Isso não impede que conceitos conservadores sejam difundidos. Chico Xavier sempre foi adepto da Teologia do Sofrimento, a mais medieval das correntes católicas que fazia apologia das desgraças humanas como "caminho para as bênçãos". "Sofra sem mostrar sofrimento",dizia Chico com suas palavras, sempre aconselhando as pessoas a "sofrer sem queixumes", uma prova explícita de sua ligação com a Teologia do Sofrimento, também apoiada por Madre Teresa de Calcutá.

Isso já dá margem a conceitos ultraconservadores que aos poucos foram crescendo, na medida em que a retomada conservadora tornou-se possível tirar os "espíritas" do armário e deixar de lado a atitude "duas caras" de bancar ao mesmo tempo progressista e científico e conservador e igrejeiro.

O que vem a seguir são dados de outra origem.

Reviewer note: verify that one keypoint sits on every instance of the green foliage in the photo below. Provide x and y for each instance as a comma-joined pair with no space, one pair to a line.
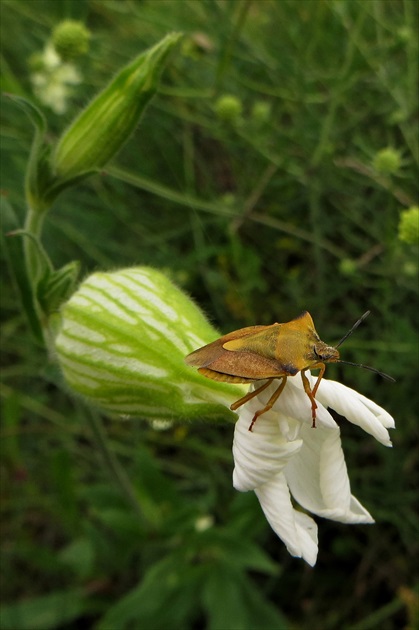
258,221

Os juízos de valor dos "espíritas" diante das desgraças humanas, a propaganda conservadora que Chico Xavier representava com suas mensagens e com a exploração de tragédias familiares - que foram prato cheio para o sensacionalismo da mídia - , se destacavam de tal forma que o suposto caráter progressista não passava de um rótulo que não colava e saía fácil do frasco "espírita".

Apenas a suposta filantropia, na verdade a "caridade paliativa" que serve mais para impressionar as massas do que para ajudar os necessitados, já arrancava, e mesmo assim de maneira complacente, o apoio de ateus e esquerdistas. Mas isso não justificava, afinal, o fato de Chico Xavier ter defendido a ditadura militar, esculhambado operários e camponeses, e, antes, ofendido as vítimas da tragédia de um circo, o faz claramente um cidadão profundamente conservador.

Além disso, Chico Xavier tornou-se mito nos últimos anos por causa da ajuda da Rede Globo, que criou um mito "limpo" de pretenso filantropo, a exemplo do que Malcolm Muggeridge fez de Madre Teresa. Um símbolo de um padrão de "bondade" que não ameaça as elites e é narrado pelo discurso midiático como se fosse conto de fadas, o que arranca fácil lágrimas de quem sofre fraquezas emocionais extremas.

A partir de Chico Xavier e de um verborrágico Divaldo Franco - ele também uma personificação de um paradigma conservador, de velho professor catedrático dos anos 1930-1940 que simboliza um pretenso saber hierarquizado e pomposo - , o "espiritismo" desenvolveu um ideário conservador que, aos poucos, tornou-se ainda mais explícito, o que pode fazer a fase dúbia, se não desaparecer, pelo menos perder o destaque em prol de uma retomada neo-roustanguista no "movimento espírita".